L’accusation voulait aussi que la défense produise le contrat qui lie Moulinsart à Casterman afin de s’assurer duquel des deux devrait modifier l’œuvre exploitée, l’avocate de la défense refusera cette demande.
Le Procureur du Roi en tant que ministère public donnera alors son avis : il ne considérait pas le tribunal de première instance compétent . Pour lui, c’est le tribunal de commerce plutôt qui devait trancher cette affaire, rejoignant ainsi le point défendu par l’avocate de Moulinsart.
Endéans un mois, la juge rendra son arrêt.
Pour Me L’Hedim, que nous avons interviewé à l'issue de l'audience, même si l’on renvoyait l'affaire à un autre niveau de juridiction, il n’est pas question d‘arrêter ce dossier, quitte à aller à la cour européenne de Justice.
Les albums Tintin sont vendus par millions à travers le monde. L'affaire Tintin au Congo est donc une affaire de gros sous. Pour le'éditeur et les ayant-droits, perdre un procès face à un « petit nègre » ne serait-il pas préjudiciable à l’image du produit, par ricochet, au profit ?

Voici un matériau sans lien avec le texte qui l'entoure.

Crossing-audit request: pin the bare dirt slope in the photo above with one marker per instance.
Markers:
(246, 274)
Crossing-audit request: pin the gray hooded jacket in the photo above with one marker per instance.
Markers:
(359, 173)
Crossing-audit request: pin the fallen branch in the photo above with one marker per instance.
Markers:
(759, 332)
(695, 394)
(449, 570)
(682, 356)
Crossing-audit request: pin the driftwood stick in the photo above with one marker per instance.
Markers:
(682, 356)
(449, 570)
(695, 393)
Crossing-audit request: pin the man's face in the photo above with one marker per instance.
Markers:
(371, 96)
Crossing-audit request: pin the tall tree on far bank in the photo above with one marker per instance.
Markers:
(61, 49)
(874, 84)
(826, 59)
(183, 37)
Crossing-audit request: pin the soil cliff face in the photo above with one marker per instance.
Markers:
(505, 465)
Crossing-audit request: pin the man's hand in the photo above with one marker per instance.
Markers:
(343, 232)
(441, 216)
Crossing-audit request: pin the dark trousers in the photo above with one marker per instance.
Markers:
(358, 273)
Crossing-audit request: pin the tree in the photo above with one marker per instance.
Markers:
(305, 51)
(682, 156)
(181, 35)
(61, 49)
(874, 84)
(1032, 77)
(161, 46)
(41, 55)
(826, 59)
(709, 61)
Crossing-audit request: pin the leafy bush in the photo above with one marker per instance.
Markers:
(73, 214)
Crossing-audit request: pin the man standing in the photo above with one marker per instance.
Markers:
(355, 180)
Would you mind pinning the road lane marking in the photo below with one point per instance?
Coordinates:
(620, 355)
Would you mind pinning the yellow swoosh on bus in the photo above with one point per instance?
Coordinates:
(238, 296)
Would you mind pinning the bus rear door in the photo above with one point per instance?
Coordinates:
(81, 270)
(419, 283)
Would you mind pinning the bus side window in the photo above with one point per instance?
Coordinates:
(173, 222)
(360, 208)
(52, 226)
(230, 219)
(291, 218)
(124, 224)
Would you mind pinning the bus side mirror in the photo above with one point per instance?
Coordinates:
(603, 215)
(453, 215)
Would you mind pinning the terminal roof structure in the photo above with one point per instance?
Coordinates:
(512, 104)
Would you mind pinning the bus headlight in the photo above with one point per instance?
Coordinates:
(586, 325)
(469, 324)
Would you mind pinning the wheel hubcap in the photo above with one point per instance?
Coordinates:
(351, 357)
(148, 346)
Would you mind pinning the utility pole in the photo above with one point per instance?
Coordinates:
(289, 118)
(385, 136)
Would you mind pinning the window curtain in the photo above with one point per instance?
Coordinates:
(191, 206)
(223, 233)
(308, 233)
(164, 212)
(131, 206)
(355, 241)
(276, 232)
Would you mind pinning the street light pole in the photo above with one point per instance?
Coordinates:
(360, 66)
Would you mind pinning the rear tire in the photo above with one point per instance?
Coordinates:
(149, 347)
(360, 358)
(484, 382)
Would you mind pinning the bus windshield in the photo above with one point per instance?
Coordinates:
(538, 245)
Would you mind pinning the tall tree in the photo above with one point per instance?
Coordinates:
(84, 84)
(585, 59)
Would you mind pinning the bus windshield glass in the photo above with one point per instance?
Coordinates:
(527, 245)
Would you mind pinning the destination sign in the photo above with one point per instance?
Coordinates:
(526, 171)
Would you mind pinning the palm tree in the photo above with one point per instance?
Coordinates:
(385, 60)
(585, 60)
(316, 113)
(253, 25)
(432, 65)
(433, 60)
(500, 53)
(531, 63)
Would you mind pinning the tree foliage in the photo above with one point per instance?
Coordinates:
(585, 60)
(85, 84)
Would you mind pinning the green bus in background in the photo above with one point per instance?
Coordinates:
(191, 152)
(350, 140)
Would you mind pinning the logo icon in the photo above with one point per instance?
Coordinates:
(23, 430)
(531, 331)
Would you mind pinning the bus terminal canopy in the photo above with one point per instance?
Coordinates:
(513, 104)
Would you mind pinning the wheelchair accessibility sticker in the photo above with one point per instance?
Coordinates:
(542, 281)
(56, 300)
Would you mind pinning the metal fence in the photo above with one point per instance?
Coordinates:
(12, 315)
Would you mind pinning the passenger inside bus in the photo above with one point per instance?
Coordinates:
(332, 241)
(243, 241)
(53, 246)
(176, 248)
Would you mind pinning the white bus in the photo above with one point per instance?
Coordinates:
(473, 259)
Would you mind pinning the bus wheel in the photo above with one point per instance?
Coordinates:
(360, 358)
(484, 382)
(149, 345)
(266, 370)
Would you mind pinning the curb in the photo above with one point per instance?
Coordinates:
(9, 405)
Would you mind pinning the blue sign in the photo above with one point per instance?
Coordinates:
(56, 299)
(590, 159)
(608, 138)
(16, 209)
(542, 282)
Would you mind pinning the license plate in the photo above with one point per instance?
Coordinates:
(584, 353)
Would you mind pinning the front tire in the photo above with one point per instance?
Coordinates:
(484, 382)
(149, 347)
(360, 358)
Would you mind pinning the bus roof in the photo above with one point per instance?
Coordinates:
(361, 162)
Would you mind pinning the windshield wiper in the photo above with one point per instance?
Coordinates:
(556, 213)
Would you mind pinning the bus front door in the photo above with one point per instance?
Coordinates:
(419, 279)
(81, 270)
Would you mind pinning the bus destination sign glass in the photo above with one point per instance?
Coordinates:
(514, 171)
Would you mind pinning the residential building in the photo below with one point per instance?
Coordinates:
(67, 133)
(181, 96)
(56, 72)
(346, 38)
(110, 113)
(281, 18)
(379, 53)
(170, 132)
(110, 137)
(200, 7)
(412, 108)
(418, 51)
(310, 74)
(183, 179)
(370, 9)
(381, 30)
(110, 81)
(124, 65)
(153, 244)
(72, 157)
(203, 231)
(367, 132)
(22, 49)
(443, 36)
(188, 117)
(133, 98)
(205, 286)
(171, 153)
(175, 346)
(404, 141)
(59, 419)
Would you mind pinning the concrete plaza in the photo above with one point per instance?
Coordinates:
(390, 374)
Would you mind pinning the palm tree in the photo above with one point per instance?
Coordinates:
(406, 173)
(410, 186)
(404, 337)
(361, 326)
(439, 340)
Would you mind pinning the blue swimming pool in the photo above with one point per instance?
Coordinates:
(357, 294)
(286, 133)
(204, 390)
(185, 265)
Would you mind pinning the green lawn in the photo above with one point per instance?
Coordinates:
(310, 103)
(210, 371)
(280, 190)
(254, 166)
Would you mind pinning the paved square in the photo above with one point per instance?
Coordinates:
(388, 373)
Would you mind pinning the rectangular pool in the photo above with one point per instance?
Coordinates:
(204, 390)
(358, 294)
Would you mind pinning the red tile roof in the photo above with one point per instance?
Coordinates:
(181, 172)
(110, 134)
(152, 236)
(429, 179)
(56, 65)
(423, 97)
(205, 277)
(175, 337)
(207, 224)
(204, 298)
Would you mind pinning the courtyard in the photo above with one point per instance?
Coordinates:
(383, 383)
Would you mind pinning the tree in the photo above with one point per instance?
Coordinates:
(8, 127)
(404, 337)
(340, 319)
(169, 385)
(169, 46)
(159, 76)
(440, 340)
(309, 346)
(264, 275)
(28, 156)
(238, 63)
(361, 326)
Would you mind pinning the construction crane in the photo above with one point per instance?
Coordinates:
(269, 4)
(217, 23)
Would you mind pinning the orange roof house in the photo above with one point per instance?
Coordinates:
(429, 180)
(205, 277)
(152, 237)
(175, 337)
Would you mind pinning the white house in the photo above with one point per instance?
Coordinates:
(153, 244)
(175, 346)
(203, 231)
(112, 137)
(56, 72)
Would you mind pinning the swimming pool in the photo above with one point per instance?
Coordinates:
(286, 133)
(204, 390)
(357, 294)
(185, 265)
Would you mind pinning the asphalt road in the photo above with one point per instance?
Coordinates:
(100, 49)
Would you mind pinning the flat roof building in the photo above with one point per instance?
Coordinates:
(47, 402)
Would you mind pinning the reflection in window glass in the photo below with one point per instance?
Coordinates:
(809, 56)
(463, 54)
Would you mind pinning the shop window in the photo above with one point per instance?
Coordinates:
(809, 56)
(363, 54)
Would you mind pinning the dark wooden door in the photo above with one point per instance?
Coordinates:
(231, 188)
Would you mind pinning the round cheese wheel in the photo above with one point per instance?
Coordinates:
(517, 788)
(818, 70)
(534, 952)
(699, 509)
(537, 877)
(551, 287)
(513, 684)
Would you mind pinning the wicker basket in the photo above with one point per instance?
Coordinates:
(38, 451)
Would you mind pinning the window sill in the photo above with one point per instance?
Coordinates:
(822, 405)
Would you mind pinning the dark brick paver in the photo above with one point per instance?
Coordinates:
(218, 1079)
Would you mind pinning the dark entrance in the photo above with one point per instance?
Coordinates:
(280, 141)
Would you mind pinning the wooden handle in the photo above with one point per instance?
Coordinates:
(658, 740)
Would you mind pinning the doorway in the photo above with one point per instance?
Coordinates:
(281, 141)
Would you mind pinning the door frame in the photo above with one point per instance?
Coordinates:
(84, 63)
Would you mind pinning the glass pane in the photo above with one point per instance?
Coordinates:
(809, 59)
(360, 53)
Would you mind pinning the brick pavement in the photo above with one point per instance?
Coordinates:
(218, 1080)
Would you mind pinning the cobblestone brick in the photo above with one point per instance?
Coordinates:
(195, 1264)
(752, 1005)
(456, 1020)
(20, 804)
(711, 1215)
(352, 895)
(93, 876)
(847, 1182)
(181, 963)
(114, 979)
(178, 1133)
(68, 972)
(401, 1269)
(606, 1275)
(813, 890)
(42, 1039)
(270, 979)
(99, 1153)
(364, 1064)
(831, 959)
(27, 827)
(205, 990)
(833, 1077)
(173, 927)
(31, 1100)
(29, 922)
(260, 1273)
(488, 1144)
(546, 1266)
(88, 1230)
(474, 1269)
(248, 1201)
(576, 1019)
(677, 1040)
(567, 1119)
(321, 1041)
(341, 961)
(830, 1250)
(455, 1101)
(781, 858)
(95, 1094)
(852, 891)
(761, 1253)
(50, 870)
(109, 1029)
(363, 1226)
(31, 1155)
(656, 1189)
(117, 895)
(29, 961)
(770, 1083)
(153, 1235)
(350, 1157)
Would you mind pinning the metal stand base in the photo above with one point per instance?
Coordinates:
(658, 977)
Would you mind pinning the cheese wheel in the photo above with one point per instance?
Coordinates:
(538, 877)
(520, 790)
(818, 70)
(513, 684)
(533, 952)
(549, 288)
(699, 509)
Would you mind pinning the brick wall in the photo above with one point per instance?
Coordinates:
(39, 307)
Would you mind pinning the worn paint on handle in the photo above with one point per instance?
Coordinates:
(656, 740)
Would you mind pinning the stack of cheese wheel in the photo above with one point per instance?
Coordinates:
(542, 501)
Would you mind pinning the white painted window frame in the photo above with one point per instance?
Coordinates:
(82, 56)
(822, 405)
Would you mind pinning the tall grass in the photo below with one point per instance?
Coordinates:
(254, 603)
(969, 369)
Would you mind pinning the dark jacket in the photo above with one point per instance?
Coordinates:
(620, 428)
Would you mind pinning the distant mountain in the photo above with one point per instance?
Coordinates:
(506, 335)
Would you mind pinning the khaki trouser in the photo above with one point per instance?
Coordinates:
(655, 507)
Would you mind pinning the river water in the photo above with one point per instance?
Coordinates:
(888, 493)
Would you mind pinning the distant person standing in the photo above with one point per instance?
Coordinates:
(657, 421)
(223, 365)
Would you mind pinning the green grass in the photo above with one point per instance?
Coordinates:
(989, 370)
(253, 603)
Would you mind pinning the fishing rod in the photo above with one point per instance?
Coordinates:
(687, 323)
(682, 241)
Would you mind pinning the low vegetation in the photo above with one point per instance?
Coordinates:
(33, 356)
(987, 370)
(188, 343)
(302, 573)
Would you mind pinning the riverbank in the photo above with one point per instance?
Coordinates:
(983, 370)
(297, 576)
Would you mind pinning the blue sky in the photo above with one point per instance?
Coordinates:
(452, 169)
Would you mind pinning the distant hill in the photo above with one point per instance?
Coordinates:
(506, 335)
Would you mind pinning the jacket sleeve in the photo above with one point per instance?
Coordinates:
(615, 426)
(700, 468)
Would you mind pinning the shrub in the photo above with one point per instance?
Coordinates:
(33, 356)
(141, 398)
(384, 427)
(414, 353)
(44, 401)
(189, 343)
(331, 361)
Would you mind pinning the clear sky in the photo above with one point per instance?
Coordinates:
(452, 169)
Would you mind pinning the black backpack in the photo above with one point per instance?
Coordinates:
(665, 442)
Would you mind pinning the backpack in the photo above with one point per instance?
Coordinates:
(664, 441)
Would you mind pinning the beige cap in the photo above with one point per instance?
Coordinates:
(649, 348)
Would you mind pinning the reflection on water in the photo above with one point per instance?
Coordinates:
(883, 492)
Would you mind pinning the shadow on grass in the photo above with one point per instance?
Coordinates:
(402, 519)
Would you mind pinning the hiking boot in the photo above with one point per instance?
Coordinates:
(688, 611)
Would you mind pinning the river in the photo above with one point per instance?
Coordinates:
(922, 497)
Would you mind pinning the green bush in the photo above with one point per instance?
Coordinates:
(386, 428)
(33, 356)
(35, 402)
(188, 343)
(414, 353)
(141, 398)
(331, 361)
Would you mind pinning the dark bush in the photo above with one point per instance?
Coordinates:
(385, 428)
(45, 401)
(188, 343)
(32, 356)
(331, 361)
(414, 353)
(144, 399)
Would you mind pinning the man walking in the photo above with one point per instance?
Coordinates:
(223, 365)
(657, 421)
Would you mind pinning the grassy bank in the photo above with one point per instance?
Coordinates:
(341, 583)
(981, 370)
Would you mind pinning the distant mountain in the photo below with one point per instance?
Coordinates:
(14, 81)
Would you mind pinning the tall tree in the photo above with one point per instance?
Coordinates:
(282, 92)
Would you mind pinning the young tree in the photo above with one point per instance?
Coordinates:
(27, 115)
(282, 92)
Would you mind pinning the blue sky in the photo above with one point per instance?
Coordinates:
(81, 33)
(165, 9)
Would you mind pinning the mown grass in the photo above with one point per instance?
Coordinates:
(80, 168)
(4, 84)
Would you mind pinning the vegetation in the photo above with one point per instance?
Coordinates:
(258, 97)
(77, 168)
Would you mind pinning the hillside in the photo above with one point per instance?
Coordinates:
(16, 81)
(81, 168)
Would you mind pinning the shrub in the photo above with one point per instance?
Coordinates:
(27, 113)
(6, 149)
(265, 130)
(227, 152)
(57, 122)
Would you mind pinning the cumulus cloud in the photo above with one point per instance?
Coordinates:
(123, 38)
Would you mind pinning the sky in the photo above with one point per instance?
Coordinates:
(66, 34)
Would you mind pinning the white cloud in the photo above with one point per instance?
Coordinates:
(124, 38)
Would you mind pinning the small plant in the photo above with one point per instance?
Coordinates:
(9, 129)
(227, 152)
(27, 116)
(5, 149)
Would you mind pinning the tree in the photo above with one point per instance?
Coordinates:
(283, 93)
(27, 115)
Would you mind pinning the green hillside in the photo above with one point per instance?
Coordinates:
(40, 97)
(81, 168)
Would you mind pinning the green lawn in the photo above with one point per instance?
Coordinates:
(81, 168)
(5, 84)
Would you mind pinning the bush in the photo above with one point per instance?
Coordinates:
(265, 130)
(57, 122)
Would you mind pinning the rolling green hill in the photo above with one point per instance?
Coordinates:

Seulement, est-ce qu’au nom du profit, un éditeur peut éternellement fermer les yeux sur le contenu de ce qu'il vend?
Fuite en avant de l’éditeur ?
Est-ce que les commerçants qui publient des contenus vexatoires ne pourraient être dénoncés que par d’autres commerçants ?
Où est alors la place du consommateur que nous sommes ?
D’autre part, il est une évidence : dans le contexte d’aujourd’hui, les 70.000.000 de congolais qui pourraient lire « Tintin au Congo », se reconnaitraient-ils dans les « nègres » de l’album qui disent par exemple « missié » au lieu de monsieur ?
Pire, les enfants congolais d’aujourd’hui ne seraient-ils pas choqués par ce contenu dénigrant voire méprisant ? Et ce préjudice, qui le paierait ?
Est-ce trop demander à l’éditeur ainsi qu’aux successeurs d’Hergé de suivre l’exemple des éditeurs anglais de « Tintin au Congo » ?
Le mot Congo figurant dans le titre de l’ouvrage d’Hergé appartenant au x Congolais, faut-il alors que le Congo officiel s’empare de l’affaire pour défendre notre label qui a déjà tant nourri des gens et continue à les nourrir au détriment de notre image ?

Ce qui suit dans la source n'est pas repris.